1. A comparison of the relative acid and base stability of the common silyl groups can be found in a useful (and free!) handout on protecting groups by Andy Myers at Harvard.

2. J. Am. Chem. Soc., 1997, 119, 7897-7898. I love this synthesis, especially the oxidopyrylium-alkene [5 + 2] cycloaddition, a reaction I planned to do as a masters student many years ago, but never got round to. A more recent synthesis of the structurally related daphnanes, also by Wender and using a lot of the same chemistry, can be found in the Nature Chemistry AOPs (DOI:10.1038/nchem.1074). I may yet cover this paper as there’s some fine chemistry.

3. The refluxing stage takes 15 hours. That’s probably not even an overnight job in the Corey lab.

4. J. Am. Chem. Soc., 2011, 133, 9724–9726.

Comments (8) Trackbacks (0)
  1. hydrogen evolution from silanes with TfOH : silanes donate a hydride equivalent to strong electrophiles generated in strongly acidic media, they turn into silyl triflate in the process. Naked H+ apparently works too. I suppose in this case the sigma bond in Si-H gets protonated, then TfO sneaks to the unsuspecting silicon from behind.

  2. Ah, so it’s like hydride reduction of a proton. D’you recon that it goes via the silyl cation, which is just trapped out by TfO-? They do the reaction neat, and I guess TfOH is a pretty polar solvent.

    • free silyl cation is in every goddamned orgchem textbook but in reality it does not exist on the reaction coordinate.
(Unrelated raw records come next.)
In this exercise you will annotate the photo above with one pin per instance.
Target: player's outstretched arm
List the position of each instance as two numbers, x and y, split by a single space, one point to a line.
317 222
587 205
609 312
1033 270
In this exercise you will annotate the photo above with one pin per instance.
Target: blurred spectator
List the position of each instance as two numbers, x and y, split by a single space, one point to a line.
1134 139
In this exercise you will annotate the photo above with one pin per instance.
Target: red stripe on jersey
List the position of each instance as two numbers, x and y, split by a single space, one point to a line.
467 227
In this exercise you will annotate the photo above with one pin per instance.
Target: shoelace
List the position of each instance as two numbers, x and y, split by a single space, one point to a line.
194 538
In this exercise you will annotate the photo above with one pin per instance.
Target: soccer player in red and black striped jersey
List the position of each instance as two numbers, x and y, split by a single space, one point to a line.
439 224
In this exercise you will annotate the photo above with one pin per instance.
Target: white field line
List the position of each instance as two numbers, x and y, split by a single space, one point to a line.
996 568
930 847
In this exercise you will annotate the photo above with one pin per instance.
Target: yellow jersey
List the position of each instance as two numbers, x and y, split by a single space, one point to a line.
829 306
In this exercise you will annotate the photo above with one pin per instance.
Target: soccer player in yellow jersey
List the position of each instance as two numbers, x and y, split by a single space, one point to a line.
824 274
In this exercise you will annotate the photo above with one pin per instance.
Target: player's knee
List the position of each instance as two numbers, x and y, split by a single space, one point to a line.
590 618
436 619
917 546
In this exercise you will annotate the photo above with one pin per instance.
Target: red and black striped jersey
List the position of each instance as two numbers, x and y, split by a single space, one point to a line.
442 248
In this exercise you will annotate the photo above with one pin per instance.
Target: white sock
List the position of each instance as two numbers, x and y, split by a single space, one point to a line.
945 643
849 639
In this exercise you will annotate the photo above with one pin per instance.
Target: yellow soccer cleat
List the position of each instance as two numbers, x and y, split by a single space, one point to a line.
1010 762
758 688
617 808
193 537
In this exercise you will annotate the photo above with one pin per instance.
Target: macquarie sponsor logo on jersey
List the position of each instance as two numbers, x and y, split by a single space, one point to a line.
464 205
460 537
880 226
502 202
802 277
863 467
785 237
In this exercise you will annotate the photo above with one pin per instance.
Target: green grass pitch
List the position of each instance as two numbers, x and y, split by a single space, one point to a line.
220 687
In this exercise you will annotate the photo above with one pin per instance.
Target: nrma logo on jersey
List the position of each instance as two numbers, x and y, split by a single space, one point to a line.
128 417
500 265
Freee unsolvated silyl cation has been generated in gaseous state and it is very up-hill, energetically. What actually happens whenever a silyl group is transferred is a pentacoordinate silicon: it is more like SN2. Triflyl anion even though it is poorly coordinating is still preferred to no nucleophile. SN2-like mechanism also explains why bulky silyl ethers are far more stable against acid-catalyzed hydrolysis.

      • Thanks milkshake, that clears a few things up. I’ve also yet to see a textbook that gives the correct reason for the rotational barrier around the C-C bond in ethane…

        • So what is the correct reason?
          I wonder if anyone has studied the analog of adamantane with a vertex C substituted by Si. The cage structure should block SN2-like reactions so its derivatives might have interesting properties.

          • this is an excellent point. Another caged analogue good to look at would be sila – [2,2,2]-bicyclooctane (a silicone version of quinuclidine)

        • Hah, the last time I took a physical chemistry course I remember reading a controversial Nature paper which argued the barrier was purely due to hyperconjugation (and not sterics as books tend to say). Just looking now, I see that a follow up study which was done a few years ago found that it was actually a mixture of the two but mostly sterics. Oops. Summary here: http://comporgchem.com/blog/?p=37. I have no idea if either of those cage structures has ever been studied; will have to do some searching when I get back from holiday

  3. Thanks for reminding the Evans handout.
    In terms of PG cleavage rate, I also like an amazing little gem in the seminal Corey paper (J. Am. Chem. Soc. 1972, 94, 6190–6191):

    “Consequently, such protection can be used, for instance, in the case of a hexahydroxy compound with hydroxyl groups 1-6 protected as: 1, acetate; 2, p,p,p-trichloroethyl ether ; 3, benzyl ether; 4, dimethyl-tert-butylsilyl ether; 5, tetrahydropyranyl ether; and 6, methyl ether. For this case the unmasking of hydroxyls can be conducted in a number of ways including the following: (a) groups 1-6 may be unmasked in that order by the reagents K2C03-CH30H, Zn-CH30H, H2-Pd, F-, H?O-HOAc, BBr3 or (b) the groups may be exposed in the order 4, 5, 2, 1, 3, 6 with the same reagents.”